A unique black lens (about 1.5 m wide, 0.6 m high) was discovered in the lower part of the ash sequence during fieldwork in 2000. The shape of the lens is oval, with a distinct reddish zone on its surface (Figure 7). The lens matrix is composed of hard, calcareous, black Mn-Fe oxides, with less resistant pockets of sediment. The lens contains shiny black shells of terrestrial molluscs, which are otherwise completely unknown in the Detan site, along with a concentration of crushed small bones and rare rodent molars, both light gray in color. Within the black lens, the most prevalent mammal is the small dormouse Gliravus and Bransatoglis. Paracricetodon, Pseudocricetodon, Eomys, and indeterminate insectivore molars are rare and partly crushed. The lens is interpreted as the remnant of an insect colony, possibly that of termites, because within the hard matrix of the lens, passages reminiscent of those in termitaries occur.

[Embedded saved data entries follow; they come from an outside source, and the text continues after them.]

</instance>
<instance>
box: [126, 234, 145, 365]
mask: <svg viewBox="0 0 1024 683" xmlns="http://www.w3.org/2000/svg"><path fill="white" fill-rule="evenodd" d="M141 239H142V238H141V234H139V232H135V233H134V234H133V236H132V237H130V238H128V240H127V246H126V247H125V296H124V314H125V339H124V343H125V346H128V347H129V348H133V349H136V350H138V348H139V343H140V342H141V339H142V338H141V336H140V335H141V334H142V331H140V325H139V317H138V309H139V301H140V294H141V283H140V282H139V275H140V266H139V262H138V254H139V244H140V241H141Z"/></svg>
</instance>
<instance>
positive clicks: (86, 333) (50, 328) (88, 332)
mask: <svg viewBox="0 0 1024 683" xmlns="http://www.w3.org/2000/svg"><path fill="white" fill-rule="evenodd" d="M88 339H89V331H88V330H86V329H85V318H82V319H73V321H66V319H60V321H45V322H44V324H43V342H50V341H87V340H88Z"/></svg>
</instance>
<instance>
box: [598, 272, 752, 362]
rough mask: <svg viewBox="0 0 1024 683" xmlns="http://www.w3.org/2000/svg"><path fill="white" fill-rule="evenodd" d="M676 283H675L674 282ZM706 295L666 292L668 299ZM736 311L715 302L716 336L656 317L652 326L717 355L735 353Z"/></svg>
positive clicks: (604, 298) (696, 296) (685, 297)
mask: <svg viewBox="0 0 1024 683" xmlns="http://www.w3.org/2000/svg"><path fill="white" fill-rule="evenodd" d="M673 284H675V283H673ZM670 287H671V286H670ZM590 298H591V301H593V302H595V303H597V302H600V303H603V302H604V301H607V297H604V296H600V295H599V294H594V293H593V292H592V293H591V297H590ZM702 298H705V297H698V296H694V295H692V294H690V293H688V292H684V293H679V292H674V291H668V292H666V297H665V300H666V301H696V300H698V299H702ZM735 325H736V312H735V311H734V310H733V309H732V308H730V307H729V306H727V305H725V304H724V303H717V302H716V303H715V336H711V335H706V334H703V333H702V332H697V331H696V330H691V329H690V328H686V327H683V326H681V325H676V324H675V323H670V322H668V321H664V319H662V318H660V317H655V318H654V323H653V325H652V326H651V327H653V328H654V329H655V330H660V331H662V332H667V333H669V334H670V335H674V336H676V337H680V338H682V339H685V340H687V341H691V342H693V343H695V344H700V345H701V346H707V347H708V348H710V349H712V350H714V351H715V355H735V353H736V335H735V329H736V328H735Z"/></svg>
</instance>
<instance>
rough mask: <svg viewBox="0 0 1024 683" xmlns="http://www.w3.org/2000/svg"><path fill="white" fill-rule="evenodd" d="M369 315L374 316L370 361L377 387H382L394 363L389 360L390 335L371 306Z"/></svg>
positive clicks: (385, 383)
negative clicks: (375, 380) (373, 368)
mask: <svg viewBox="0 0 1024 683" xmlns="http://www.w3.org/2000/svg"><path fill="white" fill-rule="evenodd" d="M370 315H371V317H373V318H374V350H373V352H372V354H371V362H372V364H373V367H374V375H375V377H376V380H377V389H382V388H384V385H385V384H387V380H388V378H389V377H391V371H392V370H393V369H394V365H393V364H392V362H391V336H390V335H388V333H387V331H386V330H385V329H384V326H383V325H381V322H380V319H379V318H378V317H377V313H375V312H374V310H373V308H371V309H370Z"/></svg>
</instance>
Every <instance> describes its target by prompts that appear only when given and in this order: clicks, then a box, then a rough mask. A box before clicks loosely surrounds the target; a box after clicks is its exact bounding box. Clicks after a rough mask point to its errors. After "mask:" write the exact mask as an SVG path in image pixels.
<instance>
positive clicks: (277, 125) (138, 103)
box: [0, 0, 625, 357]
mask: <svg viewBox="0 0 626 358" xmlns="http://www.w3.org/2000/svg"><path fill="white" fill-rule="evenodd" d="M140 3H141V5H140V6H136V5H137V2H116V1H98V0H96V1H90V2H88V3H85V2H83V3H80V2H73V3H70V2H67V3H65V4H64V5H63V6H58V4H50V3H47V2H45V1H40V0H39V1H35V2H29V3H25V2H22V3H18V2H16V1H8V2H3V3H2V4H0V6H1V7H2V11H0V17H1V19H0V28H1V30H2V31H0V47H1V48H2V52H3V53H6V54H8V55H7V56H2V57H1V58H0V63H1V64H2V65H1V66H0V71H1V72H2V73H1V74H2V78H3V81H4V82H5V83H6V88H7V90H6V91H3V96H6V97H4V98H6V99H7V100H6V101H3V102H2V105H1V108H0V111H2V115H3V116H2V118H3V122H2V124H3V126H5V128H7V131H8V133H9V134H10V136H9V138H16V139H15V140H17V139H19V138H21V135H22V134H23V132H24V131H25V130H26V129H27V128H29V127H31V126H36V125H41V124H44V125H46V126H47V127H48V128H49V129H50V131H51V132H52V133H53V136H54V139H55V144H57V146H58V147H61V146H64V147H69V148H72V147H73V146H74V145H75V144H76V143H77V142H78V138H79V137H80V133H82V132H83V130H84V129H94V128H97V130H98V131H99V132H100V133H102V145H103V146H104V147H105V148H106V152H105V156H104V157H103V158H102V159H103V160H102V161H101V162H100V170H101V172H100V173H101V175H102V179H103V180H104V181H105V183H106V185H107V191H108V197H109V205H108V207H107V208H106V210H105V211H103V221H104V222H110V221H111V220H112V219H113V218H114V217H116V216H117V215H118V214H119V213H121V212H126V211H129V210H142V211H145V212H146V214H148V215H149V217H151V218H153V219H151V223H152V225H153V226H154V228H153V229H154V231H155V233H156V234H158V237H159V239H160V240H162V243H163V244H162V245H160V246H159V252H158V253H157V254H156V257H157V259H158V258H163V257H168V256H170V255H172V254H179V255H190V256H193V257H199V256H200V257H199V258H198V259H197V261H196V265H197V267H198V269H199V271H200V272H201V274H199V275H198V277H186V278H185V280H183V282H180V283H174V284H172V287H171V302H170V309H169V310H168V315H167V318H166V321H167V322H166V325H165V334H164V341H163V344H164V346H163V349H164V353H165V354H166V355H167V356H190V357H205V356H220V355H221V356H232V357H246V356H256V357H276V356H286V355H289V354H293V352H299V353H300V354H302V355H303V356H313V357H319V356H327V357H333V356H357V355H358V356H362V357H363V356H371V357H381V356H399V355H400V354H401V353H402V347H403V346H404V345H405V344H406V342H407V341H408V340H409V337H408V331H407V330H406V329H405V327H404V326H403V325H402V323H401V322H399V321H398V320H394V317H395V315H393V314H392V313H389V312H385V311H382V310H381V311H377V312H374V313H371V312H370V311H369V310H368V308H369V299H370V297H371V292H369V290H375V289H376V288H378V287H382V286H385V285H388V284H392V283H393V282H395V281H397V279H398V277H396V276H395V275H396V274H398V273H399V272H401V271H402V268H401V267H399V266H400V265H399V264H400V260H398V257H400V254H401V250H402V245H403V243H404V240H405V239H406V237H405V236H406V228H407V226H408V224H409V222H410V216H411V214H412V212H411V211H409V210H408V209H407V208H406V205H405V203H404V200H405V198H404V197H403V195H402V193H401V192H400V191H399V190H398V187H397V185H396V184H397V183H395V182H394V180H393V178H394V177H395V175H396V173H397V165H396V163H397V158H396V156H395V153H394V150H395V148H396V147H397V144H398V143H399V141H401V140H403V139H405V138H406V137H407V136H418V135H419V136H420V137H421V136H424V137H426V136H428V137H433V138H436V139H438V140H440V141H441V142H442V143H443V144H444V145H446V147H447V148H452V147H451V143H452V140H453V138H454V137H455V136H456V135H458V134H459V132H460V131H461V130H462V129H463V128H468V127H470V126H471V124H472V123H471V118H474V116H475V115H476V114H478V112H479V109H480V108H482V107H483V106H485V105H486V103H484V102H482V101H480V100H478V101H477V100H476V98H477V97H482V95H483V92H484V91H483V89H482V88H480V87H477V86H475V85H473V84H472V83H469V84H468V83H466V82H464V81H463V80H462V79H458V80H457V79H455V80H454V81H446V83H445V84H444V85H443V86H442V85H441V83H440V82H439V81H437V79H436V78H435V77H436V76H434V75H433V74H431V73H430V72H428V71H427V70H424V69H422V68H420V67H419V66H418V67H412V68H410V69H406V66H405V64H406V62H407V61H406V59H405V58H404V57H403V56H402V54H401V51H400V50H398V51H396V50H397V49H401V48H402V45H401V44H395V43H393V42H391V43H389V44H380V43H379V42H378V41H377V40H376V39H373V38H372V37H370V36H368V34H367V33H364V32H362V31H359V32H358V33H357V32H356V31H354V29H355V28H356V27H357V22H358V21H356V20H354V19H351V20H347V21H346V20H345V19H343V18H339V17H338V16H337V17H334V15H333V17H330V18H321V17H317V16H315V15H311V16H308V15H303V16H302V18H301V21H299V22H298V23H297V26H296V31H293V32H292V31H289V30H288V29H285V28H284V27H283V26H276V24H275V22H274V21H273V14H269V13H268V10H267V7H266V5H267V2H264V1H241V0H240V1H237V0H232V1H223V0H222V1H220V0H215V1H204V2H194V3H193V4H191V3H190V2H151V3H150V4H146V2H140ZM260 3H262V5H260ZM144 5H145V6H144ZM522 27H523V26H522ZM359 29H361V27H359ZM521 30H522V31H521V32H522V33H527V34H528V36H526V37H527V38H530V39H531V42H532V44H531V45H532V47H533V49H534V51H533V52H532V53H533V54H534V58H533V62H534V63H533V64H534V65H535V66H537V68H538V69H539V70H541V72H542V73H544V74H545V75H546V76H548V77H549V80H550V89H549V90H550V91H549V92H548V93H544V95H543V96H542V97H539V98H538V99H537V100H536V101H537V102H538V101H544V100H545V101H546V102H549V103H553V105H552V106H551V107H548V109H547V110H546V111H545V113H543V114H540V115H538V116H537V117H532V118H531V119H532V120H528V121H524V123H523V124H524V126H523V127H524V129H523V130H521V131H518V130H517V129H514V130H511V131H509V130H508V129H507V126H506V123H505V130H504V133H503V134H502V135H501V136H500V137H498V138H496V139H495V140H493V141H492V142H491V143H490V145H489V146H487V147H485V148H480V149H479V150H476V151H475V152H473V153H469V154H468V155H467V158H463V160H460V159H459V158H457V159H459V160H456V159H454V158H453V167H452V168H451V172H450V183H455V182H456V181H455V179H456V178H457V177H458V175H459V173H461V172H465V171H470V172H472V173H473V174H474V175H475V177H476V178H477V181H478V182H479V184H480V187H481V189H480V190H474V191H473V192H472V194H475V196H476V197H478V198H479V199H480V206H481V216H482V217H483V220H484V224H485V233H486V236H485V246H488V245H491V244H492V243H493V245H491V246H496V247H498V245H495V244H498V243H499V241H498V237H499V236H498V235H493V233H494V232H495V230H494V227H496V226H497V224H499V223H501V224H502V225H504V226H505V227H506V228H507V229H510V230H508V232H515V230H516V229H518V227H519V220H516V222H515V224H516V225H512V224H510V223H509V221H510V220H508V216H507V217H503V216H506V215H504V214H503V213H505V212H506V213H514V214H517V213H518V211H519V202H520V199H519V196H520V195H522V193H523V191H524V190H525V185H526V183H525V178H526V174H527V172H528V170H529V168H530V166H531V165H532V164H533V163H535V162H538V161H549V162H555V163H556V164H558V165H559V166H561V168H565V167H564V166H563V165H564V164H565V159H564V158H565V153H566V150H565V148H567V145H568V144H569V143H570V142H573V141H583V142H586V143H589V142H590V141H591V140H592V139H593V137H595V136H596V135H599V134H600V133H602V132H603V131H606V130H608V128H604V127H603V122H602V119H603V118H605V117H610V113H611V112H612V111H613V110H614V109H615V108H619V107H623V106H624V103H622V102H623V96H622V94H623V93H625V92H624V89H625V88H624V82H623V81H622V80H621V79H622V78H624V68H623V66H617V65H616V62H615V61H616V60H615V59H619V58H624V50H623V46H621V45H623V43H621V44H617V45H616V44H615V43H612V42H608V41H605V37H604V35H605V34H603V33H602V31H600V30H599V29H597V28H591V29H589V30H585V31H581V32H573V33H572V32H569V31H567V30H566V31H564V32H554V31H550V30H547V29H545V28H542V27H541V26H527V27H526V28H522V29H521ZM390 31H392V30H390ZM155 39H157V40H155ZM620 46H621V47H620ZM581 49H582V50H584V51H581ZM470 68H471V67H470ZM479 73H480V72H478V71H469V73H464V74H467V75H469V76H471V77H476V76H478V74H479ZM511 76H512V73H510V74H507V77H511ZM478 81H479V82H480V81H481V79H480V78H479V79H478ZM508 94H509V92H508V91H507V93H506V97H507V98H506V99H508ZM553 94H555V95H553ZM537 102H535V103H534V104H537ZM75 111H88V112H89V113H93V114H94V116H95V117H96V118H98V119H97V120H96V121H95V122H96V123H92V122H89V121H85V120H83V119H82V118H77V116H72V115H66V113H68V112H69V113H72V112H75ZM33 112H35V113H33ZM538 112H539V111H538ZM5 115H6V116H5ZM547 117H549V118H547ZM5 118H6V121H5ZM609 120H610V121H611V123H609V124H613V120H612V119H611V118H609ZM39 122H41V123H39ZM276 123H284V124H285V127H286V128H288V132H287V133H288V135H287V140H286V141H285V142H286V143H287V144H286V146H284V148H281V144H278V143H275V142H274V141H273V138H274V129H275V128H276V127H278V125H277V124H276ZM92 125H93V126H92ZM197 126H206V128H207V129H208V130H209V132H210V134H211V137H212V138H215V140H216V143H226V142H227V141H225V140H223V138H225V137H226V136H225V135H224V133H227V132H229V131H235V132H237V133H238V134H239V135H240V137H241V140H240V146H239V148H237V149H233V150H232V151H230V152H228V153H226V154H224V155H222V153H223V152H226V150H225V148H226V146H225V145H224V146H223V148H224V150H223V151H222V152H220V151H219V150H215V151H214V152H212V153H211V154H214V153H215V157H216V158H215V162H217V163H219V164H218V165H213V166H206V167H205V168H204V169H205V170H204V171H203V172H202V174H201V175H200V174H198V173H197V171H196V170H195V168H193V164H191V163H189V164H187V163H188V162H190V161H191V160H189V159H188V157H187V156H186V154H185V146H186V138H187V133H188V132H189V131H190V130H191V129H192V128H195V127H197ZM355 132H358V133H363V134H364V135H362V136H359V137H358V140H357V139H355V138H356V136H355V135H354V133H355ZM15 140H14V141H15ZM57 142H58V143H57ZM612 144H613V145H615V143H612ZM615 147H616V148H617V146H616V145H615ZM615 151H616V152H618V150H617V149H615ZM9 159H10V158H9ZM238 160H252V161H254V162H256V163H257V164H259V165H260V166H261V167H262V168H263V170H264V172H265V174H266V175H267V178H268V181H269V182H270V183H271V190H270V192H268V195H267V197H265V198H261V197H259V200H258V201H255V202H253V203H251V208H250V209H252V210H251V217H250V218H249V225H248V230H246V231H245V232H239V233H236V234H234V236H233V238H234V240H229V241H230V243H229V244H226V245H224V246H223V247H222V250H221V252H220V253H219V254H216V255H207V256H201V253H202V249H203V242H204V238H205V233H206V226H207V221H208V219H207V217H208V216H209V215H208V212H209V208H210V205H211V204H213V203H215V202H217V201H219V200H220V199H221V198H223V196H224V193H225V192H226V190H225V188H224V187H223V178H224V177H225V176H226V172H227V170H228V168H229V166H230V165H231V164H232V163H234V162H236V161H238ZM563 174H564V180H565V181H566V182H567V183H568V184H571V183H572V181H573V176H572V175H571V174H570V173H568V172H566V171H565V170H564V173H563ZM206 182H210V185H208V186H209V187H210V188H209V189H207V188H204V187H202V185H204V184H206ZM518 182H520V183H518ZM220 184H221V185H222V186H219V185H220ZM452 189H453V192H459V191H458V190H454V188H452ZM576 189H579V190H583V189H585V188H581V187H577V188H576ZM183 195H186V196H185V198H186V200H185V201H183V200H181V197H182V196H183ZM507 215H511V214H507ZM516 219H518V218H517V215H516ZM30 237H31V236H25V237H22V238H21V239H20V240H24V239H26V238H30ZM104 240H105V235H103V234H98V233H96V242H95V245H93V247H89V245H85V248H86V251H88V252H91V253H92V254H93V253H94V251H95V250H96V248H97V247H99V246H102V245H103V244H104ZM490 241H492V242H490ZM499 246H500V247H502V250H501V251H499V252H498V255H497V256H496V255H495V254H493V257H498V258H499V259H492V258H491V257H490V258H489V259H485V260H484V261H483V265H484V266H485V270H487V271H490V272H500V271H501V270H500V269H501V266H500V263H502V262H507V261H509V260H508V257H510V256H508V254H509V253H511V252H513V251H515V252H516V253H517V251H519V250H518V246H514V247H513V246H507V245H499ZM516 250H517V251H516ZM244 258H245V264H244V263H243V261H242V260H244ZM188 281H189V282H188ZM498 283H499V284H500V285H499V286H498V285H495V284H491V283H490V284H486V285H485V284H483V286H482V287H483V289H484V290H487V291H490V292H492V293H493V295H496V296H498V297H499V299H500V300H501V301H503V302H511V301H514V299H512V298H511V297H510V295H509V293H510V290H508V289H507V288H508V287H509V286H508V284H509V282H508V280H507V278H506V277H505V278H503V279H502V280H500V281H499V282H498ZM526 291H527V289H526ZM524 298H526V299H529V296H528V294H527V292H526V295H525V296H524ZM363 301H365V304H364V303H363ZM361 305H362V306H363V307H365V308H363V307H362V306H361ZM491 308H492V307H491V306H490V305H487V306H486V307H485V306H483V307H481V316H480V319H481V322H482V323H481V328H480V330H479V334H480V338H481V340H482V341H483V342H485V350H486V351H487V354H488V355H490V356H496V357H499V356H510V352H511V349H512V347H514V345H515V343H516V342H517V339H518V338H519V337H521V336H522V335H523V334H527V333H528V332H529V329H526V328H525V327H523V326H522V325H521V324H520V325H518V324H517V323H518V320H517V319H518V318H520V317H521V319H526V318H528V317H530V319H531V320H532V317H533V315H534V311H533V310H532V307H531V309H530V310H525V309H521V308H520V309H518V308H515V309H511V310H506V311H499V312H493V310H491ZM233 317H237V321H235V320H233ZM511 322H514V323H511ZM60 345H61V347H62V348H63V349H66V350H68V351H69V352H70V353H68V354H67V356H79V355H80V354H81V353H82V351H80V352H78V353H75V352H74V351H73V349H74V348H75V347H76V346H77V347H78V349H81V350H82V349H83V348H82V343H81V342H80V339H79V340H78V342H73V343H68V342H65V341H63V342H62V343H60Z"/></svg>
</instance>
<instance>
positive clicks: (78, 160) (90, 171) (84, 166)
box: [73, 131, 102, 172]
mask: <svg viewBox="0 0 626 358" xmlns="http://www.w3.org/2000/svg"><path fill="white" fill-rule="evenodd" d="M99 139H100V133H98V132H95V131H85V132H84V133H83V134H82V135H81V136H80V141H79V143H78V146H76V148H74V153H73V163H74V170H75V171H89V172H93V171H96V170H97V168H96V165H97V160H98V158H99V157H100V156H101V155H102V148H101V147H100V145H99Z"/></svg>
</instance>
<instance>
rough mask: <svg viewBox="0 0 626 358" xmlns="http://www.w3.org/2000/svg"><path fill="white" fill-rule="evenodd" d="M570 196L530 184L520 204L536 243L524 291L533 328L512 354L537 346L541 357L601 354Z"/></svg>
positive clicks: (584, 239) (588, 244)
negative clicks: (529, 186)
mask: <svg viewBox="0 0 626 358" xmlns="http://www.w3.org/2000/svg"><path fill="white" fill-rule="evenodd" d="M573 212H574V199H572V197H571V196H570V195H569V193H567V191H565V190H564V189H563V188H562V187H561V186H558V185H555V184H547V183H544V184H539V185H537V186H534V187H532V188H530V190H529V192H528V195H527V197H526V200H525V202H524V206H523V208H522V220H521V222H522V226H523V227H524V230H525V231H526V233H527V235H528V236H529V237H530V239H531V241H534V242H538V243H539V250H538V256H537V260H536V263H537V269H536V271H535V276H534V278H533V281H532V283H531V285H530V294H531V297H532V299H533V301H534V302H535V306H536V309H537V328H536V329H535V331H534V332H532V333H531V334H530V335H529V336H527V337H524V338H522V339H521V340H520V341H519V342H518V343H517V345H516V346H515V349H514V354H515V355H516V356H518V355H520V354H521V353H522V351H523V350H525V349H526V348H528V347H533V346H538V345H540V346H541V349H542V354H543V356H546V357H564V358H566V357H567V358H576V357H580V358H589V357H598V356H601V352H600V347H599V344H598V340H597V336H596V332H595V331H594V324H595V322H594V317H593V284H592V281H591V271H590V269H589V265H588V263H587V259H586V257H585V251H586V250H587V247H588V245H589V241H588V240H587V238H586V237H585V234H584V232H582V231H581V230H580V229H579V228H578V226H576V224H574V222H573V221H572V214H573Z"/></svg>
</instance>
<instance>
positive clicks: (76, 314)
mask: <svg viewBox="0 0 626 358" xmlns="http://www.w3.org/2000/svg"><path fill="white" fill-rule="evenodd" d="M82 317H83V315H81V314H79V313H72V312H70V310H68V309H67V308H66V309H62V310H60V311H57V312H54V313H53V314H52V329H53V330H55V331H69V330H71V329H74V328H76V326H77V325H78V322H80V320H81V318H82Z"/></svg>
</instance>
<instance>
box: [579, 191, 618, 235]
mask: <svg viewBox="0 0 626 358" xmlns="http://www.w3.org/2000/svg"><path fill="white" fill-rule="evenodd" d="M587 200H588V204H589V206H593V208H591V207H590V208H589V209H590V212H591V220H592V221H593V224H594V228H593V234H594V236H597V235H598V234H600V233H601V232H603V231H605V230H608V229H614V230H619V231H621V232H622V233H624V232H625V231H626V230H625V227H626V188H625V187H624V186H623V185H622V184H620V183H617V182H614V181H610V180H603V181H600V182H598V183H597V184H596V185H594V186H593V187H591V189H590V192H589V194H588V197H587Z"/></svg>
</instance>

Bone and dentine surfaces from Detan show peculiar traces on unweathered surfaces (Figure 8, Figure 9, Figure 10, Figure 11). These traces are unlike rodent gnawing or corrosion from plant roots. They appear most similar to marks seen on bones found in the Pliocene tuffaceous Upper Laetolil beds (3.46 Ma) of Tanzania (Sands 1987, Watson and Abbey 1986). For comparison, Figure 12 shows a specimen in the Natural History Museum (Berlin) collected by the 1934-1936 Kohl-Larsen expedition from the Pliocene tuffaceous beds in the southern Serengeti.